A year I never wanted to happen — but I lived through it, and it’s over. The worst is over.
My prognosis is good. I’m still in chemotherapy, but it’s the lighter protocol and I’m no longer sick. I’m a little tired, but I’ve learned not to push.
Neuropathy (numbness of hands and feet) is improving with medication. I hope for a complete recovery, but it will take several more months of pills to know for sure.
Mostly I look forward to more energy and less doctors’ visits. (Only three next month!) I look forward to health, and being able to plan and enjoy my life.
* * * * *
I’m writing less frequently because there’s less drama in my life. I have at least four more good ideas for blog posts which I’ll roll out over the next few months, so I’m not done here yet!
11 thoughts on “One Year”
So glad life is looking up!
Thanks Sharon ♥ Yes, it’s a HUGE change from what I was feeling a year ago!
Thank heavens you are feeking better. You are a champion. A fighter. A heroin in this sea of turmoil you were flung in to. I love and respect you so much and am thrilled to hear thinhs are looking positive for you sweet girl. ❤️❤️❤️
Aww thanks, Dee ♥ No one ever chooses that sea of turmoil, but we navigate the waters the best we can.
A hearty hug and grateful heart from Cuba, heading home tonight. I love that you have made it through to this side of this horrendous year. ❤❤❤❤
Thanks Sharon ♥ Some of it still feels surreal, like it happened to a different person — except that it didn’t.
Meredith, I know what you mean about the experience feeling surreal. From my own time of tragedy, trauma, and trial years ago, the memories of the hospital stay, the struggles, and the sufferings are almost non-existent. I think it is a form of self-protection. Also, hope and optimism probably keep us separated from certain experiences we do not have to feel a part of, really.

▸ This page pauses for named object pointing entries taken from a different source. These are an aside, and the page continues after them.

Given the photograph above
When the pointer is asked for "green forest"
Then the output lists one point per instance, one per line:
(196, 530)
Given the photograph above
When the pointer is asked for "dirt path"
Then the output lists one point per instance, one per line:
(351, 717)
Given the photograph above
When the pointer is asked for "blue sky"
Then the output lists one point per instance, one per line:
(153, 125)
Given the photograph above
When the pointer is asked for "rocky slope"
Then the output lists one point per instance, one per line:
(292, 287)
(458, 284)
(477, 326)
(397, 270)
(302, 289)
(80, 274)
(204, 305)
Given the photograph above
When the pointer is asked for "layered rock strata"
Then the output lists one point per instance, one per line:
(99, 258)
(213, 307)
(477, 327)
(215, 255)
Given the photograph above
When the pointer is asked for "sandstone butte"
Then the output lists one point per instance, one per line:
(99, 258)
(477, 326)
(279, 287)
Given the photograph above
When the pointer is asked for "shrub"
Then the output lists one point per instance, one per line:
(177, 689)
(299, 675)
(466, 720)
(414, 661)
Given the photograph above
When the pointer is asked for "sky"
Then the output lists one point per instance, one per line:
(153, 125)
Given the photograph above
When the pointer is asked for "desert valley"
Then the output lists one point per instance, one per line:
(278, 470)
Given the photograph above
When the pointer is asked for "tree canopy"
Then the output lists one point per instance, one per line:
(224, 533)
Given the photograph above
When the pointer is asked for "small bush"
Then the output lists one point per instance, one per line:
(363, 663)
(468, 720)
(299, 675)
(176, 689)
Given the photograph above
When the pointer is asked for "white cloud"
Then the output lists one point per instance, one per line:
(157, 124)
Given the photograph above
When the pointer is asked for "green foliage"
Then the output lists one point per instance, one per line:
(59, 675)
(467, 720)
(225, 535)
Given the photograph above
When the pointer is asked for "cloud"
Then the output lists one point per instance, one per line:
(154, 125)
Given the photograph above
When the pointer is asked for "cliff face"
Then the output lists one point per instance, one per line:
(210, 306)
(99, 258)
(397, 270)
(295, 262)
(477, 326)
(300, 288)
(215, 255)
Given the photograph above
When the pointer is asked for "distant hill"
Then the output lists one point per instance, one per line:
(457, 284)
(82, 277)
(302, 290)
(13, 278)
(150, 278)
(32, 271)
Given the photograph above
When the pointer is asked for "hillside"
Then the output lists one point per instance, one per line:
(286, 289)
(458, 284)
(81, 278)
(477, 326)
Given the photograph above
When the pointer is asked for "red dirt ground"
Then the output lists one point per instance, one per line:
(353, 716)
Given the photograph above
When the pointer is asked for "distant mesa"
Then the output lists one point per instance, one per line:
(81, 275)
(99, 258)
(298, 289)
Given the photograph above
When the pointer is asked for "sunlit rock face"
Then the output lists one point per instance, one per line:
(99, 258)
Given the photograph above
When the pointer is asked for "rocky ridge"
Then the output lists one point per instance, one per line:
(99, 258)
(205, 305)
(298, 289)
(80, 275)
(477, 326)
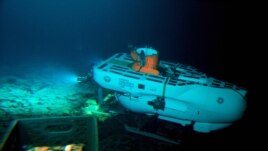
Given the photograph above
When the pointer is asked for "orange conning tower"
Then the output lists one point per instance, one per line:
(145, 60)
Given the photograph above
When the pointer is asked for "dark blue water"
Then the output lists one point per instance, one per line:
(73, 33)
(70, 31)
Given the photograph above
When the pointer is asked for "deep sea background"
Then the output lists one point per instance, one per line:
(212, 36)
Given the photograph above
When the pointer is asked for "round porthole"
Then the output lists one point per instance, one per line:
(107, 79)
(220, 100)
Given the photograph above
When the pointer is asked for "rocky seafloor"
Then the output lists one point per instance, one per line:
(53, 92)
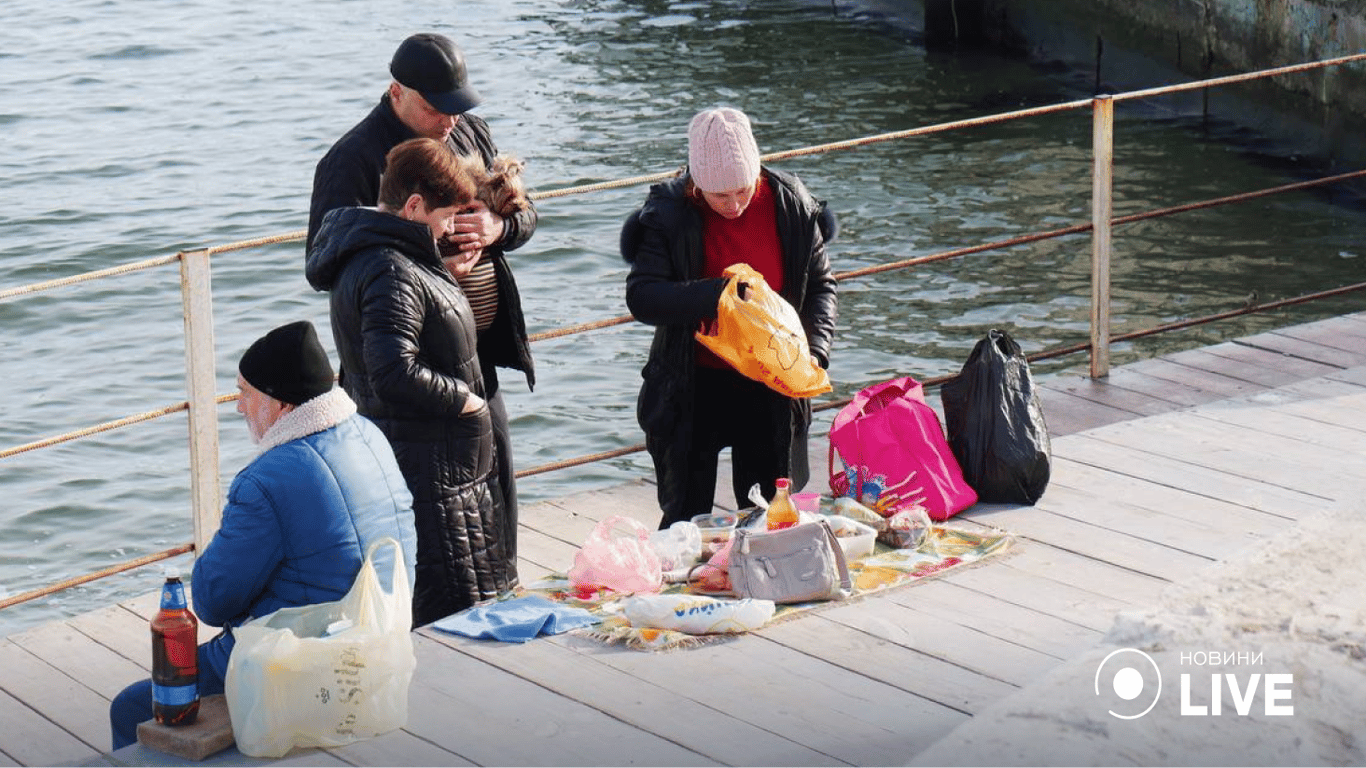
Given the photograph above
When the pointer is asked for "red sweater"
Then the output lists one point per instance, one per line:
(750, 239)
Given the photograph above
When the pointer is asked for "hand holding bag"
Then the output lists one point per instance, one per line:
(792, 565)
(328, 674)
(761, 336)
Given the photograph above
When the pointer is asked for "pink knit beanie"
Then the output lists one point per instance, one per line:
(721, 153)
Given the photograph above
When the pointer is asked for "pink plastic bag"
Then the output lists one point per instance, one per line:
(618, 555)
(894, 453)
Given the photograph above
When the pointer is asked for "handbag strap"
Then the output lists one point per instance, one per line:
(846, 584)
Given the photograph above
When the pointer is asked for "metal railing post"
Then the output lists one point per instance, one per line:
(1103, 209)
(200, 379)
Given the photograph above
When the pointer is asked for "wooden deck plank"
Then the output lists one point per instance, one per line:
(1062, 584)
(399, 748)
(32, 739)
(1299, 427)
(1160, 390)
(1346, 334)
(1262, 368)
(540, 552)
(885, 656)
(1307, 349)
(85, 660)
(1241, 451)
(1094, 541)
(1195, 375)
(848, 718)
(635, 500)
(1212, 535)
(1067, 413)
(1144, 395)
(495, 719)
(945, 640)
(52, 693)
(1167, 469)
(999, 618)
(120, 630)
(1175, 503)
(1271, 368)
(573, 668)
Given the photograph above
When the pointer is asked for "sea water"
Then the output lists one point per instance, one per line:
(134, 130)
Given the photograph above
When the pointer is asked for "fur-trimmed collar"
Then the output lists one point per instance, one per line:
(320, 413)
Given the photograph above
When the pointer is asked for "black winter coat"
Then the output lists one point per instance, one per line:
(663, 242)
(405, 335)
(349, 175)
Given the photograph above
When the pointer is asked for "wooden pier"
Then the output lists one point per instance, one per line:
(1160, 470)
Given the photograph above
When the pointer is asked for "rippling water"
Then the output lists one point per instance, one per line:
(133, 130)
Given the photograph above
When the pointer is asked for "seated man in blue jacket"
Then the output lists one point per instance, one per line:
(299, 518)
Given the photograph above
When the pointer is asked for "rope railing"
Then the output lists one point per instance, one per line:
(854, 273)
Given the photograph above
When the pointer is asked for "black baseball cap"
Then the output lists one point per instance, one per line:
(433, 66)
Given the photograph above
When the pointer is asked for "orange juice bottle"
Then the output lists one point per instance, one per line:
(782, 513)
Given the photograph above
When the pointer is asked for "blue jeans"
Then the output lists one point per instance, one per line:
(134, 704)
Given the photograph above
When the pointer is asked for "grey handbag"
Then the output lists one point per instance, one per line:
(791, 565)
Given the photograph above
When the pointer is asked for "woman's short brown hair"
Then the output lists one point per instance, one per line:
(428, 168)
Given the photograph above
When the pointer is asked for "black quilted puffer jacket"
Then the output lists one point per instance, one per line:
(406, 340)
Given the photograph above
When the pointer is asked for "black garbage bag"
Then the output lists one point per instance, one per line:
(995, 422)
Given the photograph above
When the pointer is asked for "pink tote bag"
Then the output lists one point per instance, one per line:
(894, 453)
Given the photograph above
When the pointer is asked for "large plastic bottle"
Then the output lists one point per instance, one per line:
(782, 511)
(175, 644)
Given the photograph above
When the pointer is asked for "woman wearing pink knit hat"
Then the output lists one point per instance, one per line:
(727, 209)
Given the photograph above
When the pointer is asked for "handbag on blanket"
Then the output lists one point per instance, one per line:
(792, 565)
(895, 455)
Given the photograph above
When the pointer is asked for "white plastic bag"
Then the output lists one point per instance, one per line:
(697, 614)
(678, 545)
(328, 674)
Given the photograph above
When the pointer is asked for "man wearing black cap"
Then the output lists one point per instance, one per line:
(299, 518)
(430, 97)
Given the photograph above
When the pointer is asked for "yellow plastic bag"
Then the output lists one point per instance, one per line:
(761, 336)
(328, 674)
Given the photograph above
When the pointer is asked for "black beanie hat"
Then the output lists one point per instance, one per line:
(288, 364)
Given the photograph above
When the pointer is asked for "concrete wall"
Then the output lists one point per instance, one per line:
(1133, 44)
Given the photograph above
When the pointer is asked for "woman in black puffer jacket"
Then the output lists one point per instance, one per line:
(406, 339)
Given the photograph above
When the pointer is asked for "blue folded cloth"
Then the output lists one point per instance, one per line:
(517, 621)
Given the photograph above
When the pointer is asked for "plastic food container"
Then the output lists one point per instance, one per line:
(855, 539)
(716, 529)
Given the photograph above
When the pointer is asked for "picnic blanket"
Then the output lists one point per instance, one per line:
(943, 550)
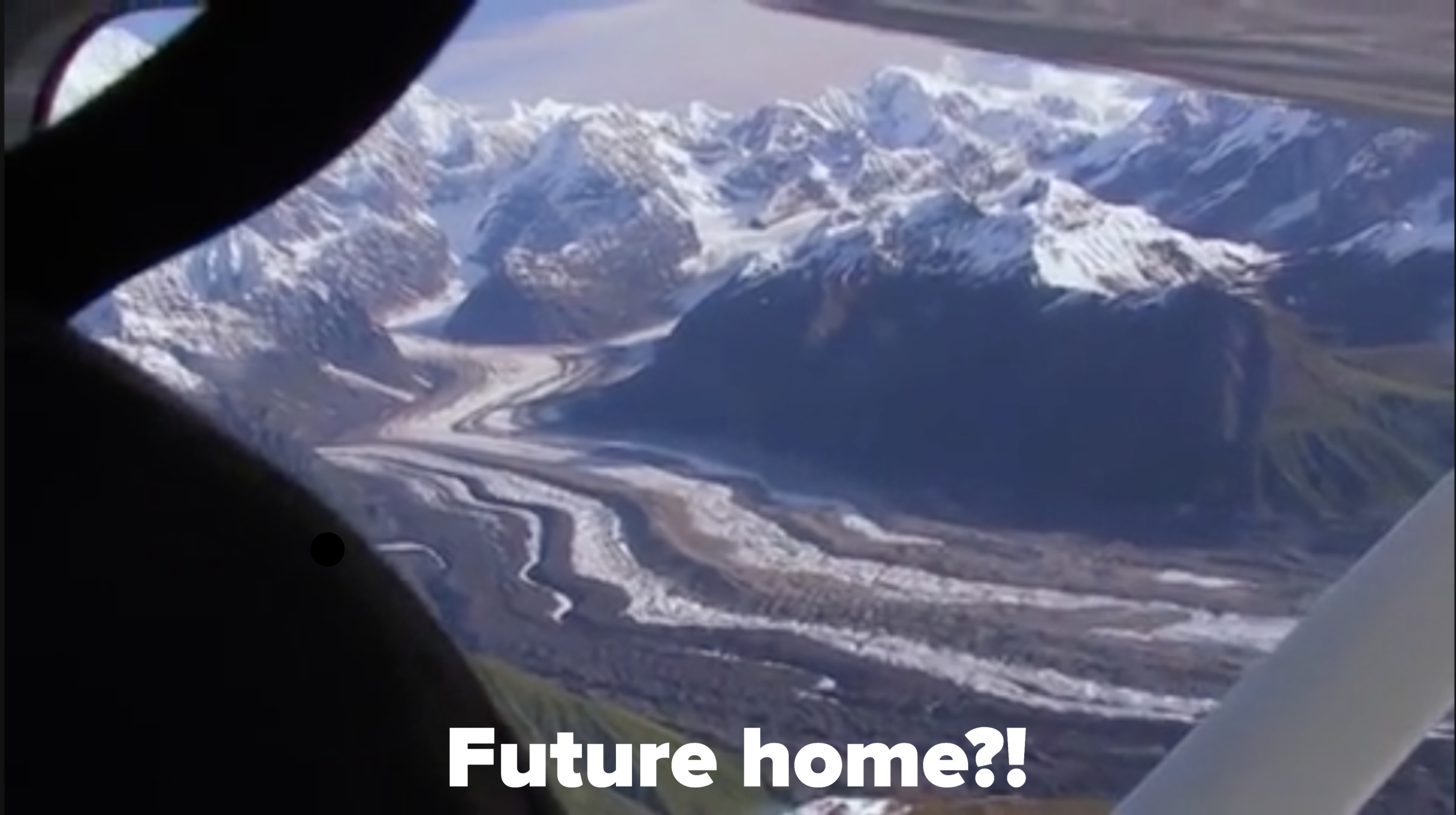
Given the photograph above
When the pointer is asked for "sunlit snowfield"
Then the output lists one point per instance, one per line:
(641, 564)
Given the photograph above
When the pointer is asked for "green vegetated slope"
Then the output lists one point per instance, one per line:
(1353, 428)
(538, 711)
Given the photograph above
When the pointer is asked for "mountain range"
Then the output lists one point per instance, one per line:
(999, 280)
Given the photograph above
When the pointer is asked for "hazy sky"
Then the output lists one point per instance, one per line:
(654, 53)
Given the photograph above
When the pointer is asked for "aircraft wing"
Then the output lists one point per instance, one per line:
(1385, 57)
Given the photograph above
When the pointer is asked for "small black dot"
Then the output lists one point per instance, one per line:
(328, 549)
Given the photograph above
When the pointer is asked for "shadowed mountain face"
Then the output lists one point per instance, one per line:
(1039, 401)
(995, 391)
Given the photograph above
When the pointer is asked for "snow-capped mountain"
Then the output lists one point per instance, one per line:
(1272, 174)
(577, 222)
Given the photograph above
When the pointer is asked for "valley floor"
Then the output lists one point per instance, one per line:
(714, 597)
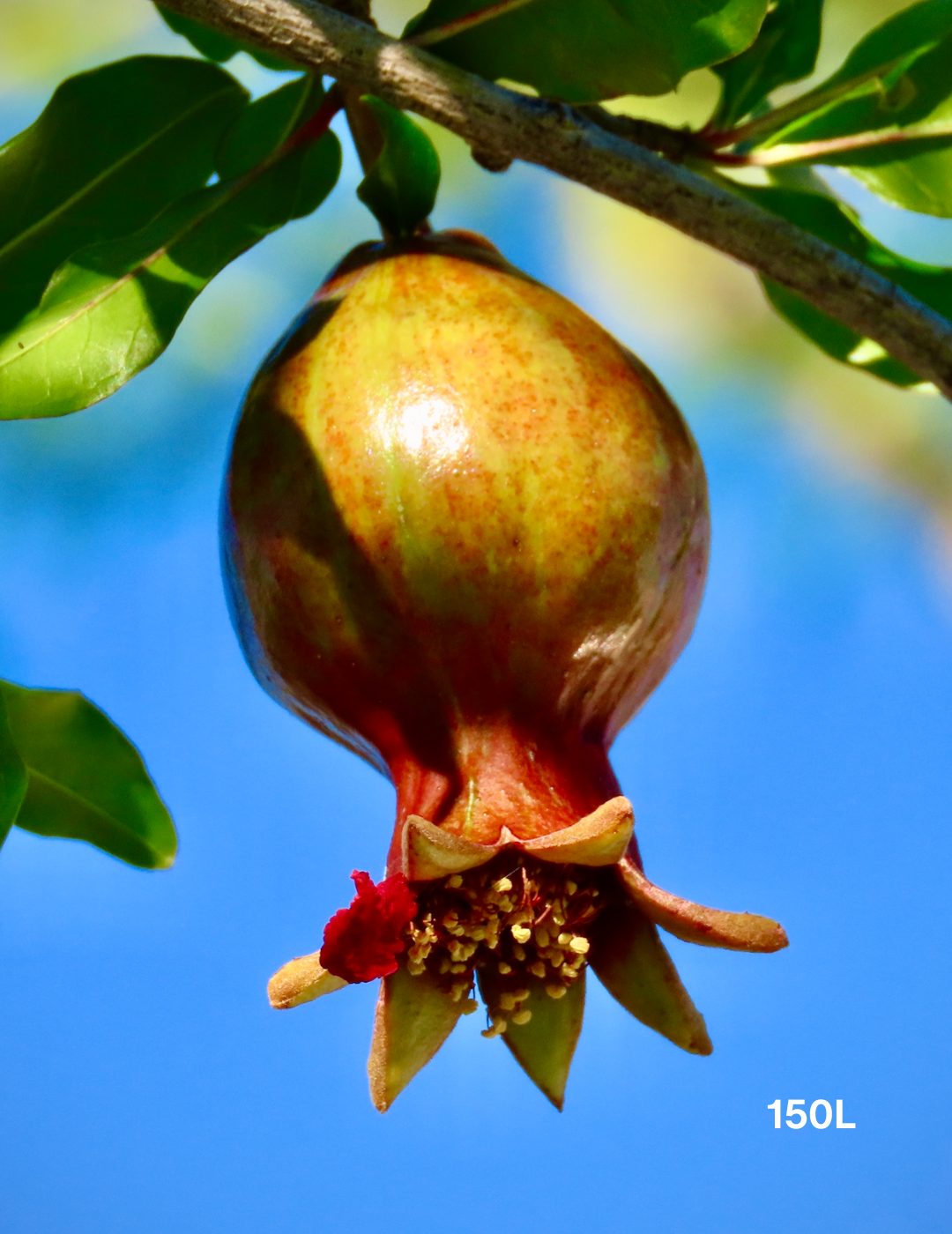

Much as I have loved and admired your writings here, I am glad you do not have much to say on this topic now! (Haha). (Or should that be “HAH!”? as in “I win!”)
I am still cheering for you from the wings, joyful you are nearing the finish line! much love.
Kathy, I remember everything — which is not the same thing as feeling detached. Writing brings not only catharsis, but the ability to travel back to moments which defined our life.
Glad to hear the worst is over! You continue to be in my prayers. XOXO
Thanks Gaye ♥ I’m soooo glad to be on the less onerous part of this journey.